Sunday, August 27, 2006

Group Policy: SBS Admins - Enable the Windows Firewall for your Windows XP SP2 clients

A while ago I did a post on configuring the Windows Firewall using Group Policy to get WMI scripts running against Windows XP SP2 clients. Since then it’s been on my list to do an expanded article going over the benefits of using the Windows Firewall, primarily because I see so many SBS environments that simply aren’t taking advantage of it.

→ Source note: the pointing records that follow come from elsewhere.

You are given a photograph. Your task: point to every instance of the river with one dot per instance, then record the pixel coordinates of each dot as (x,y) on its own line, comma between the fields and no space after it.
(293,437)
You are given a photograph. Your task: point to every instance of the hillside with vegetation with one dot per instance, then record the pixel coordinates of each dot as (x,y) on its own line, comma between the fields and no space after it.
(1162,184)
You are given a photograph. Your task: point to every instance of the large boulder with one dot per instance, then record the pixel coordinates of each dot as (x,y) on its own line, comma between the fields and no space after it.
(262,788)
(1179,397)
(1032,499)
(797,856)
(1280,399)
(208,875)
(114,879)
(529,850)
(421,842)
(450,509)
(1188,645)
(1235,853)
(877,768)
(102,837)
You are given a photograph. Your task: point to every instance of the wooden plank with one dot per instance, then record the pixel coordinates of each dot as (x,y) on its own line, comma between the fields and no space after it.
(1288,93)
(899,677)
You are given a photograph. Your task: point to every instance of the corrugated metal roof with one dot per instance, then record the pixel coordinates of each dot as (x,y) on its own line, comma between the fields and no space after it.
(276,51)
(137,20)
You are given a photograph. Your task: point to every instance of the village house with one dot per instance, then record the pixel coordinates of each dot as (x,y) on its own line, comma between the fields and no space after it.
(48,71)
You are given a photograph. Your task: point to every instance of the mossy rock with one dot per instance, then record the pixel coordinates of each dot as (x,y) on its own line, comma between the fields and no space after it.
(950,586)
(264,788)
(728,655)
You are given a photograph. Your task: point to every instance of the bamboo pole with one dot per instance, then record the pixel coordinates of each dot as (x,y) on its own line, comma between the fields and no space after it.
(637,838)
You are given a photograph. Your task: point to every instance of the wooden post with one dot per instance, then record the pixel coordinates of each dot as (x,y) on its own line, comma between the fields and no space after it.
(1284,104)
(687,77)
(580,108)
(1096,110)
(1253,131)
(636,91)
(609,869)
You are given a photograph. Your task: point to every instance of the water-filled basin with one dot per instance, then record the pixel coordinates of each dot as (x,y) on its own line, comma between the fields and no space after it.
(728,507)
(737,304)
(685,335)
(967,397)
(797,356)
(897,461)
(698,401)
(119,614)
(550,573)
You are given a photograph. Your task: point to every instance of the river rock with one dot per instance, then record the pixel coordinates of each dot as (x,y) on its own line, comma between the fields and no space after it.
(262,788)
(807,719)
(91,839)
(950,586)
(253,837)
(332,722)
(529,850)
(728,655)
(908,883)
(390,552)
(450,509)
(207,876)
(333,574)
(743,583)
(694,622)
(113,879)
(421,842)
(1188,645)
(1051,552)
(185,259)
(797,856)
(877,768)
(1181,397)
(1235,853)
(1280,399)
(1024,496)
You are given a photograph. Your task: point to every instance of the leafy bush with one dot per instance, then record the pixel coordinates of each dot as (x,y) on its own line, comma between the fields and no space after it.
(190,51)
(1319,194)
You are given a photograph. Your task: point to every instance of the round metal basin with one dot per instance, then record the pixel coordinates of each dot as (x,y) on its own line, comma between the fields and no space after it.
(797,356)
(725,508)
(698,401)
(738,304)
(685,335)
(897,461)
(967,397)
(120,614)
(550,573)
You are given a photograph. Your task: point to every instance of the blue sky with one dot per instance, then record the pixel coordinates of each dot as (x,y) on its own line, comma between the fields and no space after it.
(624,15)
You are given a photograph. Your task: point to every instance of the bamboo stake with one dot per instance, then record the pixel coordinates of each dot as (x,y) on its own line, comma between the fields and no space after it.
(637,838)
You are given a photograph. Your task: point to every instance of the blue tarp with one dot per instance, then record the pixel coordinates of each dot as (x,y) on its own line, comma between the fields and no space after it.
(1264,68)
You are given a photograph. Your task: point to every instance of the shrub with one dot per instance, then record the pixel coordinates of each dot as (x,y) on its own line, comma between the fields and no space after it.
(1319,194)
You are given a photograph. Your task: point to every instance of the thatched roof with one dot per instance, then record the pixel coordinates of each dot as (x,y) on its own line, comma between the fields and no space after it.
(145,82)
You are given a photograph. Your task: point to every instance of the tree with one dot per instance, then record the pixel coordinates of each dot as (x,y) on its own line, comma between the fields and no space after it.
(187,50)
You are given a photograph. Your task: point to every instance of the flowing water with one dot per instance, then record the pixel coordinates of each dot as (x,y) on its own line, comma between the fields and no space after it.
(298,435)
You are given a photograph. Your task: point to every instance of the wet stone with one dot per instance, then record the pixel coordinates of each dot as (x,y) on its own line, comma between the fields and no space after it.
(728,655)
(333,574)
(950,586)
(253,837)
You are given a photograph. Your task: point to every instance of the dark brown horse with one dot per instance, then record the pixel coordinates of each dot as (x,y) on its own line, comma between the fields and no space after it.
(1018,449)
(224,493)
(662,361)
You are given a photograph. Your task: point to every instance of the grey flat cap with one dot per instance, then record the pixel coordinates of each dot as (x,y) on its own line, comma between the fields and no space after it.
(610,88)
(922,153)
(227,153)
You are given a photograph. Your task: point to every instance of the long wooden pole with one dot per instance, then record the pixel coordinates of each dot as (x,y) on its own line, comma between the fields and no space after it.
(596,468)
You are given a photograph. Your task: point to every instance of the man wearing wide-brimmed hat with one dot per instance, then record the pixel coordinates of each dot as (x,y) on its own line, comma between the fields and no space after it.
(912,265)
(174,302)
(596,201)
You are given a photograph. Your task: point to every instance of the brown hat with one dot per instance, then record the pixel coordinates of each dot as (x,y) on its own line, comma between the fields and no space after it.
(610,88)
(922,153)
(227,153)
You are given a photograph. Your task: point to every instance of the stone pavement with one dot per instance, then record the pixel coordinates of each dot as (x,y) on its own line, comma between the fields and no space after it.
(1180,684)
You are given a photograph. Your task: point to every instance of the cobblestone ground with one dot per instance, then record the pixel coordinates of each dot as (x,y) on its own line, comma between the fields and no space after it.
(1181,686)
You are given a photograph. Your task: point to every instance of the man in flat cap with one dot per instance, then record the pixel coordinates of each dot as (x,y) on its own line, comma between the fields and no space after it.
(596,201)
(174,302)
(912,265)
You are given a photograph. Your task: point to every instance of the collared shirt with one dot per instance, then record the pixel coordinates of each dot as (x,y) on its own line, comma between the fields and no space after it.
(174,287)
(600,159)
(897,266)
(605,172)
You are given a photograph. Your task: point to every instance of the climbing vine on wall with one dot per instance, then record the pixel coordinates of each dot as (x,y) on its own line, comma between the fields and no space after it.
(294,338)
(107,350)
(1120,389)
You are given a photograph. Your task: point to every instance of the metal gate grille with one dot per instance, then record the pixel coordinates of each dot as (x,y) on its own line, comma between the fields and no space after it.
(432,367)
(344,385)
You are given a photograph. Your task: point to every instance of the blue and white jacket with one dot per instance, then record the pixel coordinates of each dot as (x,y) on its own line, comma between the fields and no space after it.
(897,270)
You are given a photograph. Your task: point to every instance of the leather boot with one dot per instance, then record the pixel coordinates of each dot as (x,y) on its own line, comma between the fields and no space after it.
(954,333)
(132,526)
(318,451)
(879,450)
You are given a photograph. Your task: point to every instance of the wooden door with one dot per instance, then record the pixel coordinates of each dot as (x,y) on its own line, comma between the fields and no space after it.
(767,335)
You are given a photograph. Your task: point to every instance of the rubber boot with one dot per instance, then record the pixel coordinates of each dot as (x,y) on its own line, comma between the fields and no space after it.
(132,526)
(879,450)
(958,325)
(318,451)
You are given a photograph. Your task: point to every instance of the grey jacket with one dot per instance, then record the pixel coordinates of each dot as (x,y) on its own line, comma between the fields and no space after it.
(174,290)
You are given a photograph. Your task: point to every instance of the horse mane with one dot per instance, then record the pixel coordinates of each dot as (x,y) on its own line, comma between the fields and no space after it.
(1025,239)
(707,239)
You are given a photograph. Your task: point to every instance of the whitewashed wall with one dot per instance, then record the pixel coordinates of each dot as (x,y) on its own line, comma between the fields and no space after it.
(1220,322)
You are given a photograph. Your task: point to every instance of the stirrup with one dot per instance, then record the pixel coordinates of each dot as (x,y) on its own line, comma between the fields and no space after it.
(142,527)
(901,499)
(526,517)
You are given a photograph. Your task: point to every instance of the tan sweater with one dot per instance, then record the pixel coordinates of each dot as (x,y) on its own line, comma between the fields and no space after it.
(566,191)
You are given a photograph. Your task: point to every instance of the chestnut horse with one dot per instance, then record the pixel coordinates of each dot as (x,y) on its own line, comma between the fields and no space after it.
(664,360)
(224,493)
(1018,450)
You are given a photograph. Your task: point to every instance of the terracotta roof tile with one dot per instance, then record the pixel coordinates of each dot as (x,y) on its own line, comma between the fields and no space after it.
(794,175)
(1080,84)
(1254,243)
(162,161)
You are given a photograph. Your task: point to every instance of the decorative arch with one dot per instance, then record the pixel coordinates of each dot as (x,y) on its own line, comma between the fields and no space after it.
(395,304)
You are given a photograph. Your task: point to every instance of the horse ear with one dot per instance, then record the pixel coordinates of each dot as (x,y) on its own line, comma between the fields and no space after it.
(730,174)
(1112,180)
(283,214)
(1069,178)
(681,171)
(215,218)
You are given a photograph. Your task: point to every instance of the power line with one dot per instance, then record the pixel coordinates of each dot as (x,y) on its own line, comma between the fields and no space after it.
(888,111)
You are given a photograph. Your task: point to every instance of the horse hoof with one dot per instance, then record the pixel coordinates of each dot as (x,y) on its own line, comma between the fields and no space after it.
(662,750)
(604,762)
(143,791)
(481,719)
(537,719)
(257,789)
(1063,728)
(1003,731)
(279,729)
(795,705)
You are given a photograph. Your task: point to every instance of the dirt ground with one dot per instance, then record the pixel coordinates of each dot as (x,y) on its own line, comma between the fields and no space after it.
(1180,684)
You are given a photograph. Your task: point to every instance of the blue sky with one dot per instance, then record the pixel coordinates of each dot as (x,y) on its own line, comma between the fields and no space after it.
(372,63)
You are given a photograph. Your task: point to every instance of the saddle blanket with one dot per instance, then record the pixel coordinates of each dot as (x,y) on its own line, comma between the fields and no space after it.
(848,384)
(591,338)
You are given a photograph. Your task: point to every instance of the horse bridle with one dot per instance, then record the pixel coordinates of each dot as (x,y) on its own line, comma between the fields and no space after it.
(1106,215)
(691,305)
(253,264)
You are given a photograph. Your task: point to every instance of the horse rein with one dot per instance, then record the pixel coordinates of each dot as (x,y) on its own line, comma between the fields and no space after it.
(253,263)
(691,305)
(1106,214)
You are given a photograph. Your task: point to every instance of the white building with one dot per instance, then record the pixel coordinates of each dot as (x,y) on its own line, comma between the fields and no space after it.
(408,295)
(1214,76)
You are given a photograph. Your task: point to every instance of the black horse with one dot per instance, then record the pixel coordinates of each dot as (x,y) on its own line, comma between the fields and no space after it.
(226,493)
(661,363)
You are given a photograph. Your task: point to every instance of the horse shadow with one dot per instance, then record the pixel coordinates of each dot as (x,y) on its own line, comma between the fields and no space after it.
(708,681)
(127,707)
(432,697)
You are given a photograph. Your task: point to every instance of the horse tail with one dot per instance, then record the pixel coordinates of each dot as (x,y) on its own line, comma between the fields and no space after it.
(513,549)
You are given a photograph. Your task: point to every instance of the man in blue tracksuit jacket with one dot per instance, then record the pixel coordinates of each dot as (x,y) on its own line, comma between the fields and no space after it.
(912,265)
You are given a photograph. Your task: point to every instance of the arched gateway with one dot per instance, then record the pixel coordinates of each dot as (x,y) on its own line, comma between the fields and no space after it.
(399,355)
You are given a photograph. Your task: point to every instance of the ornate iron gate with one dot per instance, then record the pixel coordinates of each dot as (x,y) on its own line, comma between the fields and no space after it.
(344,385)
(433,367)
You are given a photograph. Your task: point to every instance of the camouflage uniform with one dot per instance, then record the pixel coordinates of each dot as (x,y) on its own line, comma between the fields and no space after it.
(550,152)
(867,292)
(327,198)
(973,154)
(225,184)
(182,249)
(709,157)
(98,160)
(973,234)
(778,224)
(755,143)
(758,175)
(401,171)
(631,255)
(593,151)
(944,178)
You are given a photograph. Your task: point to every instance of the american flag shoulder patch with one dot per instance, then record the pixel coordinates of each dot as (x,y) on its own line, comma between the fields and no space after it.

So I’ll start by hitting the highlights, beginning with a financial incentive.

It’s free.

Since I’m bridging the SBS-Enterprise gap today, that’s always a good incentive for the SMB market – and something that corporations can get behind.

It works.

So there… not only is it free, but it actually does what it’s advertised to do… helps stop the spread of bad stuff… like exploits targeting vulnerabilities patched by MS06-040. Yes, it only filters incoming traffic, but that beats not filtering any day of the week. Vista should do outbound filtering, but that's a subject for a different day.

It gives your Patch Team space to evaluate before patching.

Oh, you are the patch team? Even better… because you really should test those patches before firing them off to your entire customer base. If you’re not testing, come up with a plan to start testing. In the mean-time, start following the newsgroups, mailing lists, and web sites that give the play-by-play on new patches. Check out this link for some patching resources that I follow.

You can specify a different firewall profile depending on how the computer is connected.

Check out the Group Policy editor (gpedit.msc). You have two profiles: the Domain profile, and the Standard profile (you can find these in the Group Policy editor here: Computer Configuration>Administrative Templates>Network>Network Connections>Windows Firewall.). When enabled, the Domain profile gets applied when the computer is connected to the domain - specifically, when it sees that the DNS suffix matches your domain configuration. The standard profile can be enabled when the computer is not connected. We started out (quite a while ago), by dogfooding this with internal users – mostly developers and IT Pro’s that would readily articulate pain points. Then we turned it on for internal use, and begun tightening it down.

Doesn’t enabling the Windows Firewall break-stuff?

It can. But internal testing, can really help alleviate, if not eliminate problems before a widescale rollout.

Did it break anything for you?

Not much. One thing that we did uncover was a “Scan to desktop” application that had developed quite a cult following in the office. Anything that got scanned on the scanner showed up on the desktop of the user doing the scanning. Very typical for the corporate environment … but not nearly as common in your average SBS environment. Testing revealed it prior to rolling out the Windows Firewall across the organization, and an appropriate exception was created for it.

How do you enable the Windows Firewall?

This could probably be better answered with a short How-To. This link can at least get you started; in the mean time I’ll see if I can either link something up, or create a How-To. The short version… in ADUC, create a new OU below your current “SBSComputers” OU. Throw your test computers into that OU, then turn on and configure the Windows Firewall Domain Policy using the Group Policy editor for that specific OU (Computer Configuration>Administrative Templates>Network>Network Connections>Windows Firewall). More better ways exist - but this is good for a quick and easy test ;).

Also - remember that Group Policy refreshes for Users and Computers are every 90 minutes. So you might want to do a "gpupdate /Force /Sync /Boot" on one of your test boxes to verify that the Windows Firewall gets enabled.